Collecting Historical Memorabilia and Documents

History is a fickle teacher: ignore it, and you are doomed to repeat it. Saving history, on the other hand, is a worthwhile — and sometimes profitable — endeavor. One way to do this is to buy historical memorabilia and documents. While some historical memorabilia belongs in museums for the public to enjoy, you can still own a piece of history that aligns with your interests.

Goldin Auctions, for example, is hosting a special live auction of Jackie Robinson’s original, signed contracts on November 16.  These are historically important documents — for America in general, for baseball fans and for the Civil Rights Movement. The auction, to take place on November 16, 2017, provides you the opportunity to buy historical memorabilia, assuming you have the extensive funding required.

Or Start with Less Expensive Items

Few collectors have the $36 million or more needed to buy Robinson’s contracts. If you’re interested, though, you can still buy historical memorabilia; you just have to start with smaller or less valuable items. You don’t have to rifle through the bargain bin at your nearby antique store; historical auctions like those held by Goldin Auctions take place throughout the year.

You can buy historical memorabilia like old-time, game-worn uniforms. You can find historical documents that pique your interest, such as letters signed by past U.S. Presidents, statesmen or celebrities. You can spend hundreds or thousands instead of millions — and still have something that may increase in value over time.

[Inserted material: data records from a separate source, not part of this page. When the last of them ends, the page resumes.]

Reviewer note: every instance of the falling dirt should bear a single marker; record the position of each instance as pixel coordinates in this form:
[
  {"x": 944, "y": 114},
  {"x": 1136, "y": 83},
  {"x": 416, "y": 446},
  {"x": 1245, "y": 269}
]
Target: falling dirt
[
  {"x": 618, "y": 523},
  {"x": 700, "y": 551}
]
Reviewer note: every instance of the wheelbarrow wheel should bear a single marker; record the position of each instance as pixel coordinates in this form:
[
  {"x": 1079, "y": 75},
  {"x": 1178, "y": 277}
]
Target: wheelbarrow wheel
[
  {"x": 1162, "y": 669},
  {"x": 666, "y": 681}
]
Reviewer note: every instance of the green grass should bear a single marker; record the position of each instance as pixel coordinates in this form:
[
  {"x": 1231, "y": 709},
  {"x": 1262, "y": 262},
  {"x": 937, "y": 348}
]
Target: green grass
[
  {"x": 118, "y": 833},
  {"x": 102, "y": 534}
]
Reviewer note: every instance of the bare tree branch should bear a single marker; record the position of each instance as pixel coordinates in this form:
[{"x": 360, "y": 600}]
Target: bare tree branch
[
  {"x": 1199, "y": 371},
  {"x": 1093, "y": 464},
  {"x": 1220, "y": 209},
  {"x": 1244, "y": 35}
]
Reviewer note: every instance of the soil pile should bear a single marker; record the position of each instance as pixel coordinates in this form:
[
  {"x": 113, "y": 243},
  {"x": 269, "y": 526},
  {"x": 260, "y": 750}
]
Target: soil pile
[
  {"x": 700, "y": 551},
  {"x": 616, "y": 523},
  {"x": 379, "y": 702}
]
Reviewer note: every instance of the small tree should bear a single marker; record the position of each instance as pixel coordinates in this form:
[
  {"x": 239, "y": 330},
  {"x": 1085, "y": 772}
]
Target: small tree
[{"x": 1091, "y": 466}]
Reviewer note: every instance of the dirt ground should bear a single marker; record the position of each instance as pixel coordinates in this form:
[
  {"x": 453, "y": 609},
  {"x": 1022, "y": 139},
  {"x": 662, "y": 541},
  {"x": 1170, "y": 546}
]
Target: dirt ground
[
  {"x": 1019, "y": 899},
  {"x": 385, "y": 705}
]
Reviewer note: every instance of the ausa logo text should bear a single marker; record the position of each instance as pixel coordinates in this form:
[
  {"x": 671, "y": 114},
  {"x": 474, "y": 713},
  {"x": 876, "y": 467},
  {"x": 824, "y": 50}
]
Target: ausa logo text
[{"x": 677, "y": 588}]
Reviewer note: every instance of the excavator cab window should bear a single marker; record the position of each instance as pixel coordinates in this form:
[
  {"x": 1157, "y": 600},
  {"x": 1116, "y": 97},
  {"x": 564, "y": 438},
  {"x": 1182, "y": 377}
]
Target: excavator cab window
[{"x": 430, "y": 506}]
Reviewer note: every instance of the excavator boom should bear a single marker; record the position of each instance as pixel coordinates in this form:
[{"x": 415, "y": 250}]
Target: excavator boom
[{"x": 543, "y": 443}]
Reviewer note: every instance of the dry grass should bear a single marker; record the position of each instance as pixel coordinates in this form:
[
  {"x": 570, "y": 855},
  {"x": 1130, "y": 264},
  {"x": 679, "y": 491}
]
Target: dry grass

Tips for Collecting Historical Memorabilia

While collecting history isn’t as popular as collecting baseball cards, the potential of the hobby as investment is remarkable. Most historical memorabilia or documents are singularly unique. Each one is valued on its own merits, according to both the person(s) involved and the age of the relic. If you want to start a historical collection, follow these tips:

  • Be objective when buying or selling. If you’re collecting, it’s a passion, an interest. But if your money is involved, be realistic about price and value. If you’re looking at a purchase as an investment, don’t become emotionally attached to it.
  • Learn the marketplace. While supply and demand always drive price, this is a market that’s still relatively new. Discover what’s in demand and then find it. While high-end items are often auctioned, you may still find reasonably priced gems in many other places, from garage sales to eBay.
  • Deal with verifiable sources. In every market, there are cheats. Protect yourself and your investment by dealing with authenticatable sources like Goldin Auctions. Know what you’re getting before you put your money down.
  • Remember that quality always matters. A mint gem baseball card brings more than a folded, abused version of the same card. The same is true when you buy historical memorabilia. For the best return on your investment, purchase museum-quality items.
  • Decide where your interest lies. History is expansive. Are you a war buff? A baseball fan? A signature collector? Decide and then learn all you can about that particular niche. Tried-and-true markets, like baseball or rock-and-roll memorabilia, are the most stable.
  • Be ready to ride the wave. Just like the stock market, prices on historical memorabilia and documents change over time. The price of Michael Jackson’s autograph, for example, rose 1,000 percent from 2000 to 2013.

Buy what interests you and/or what you think is a good investment. If it’s valuable enough or old enough, it may increase in price. Buy historical memorabilia and documents like you buy baseball cards.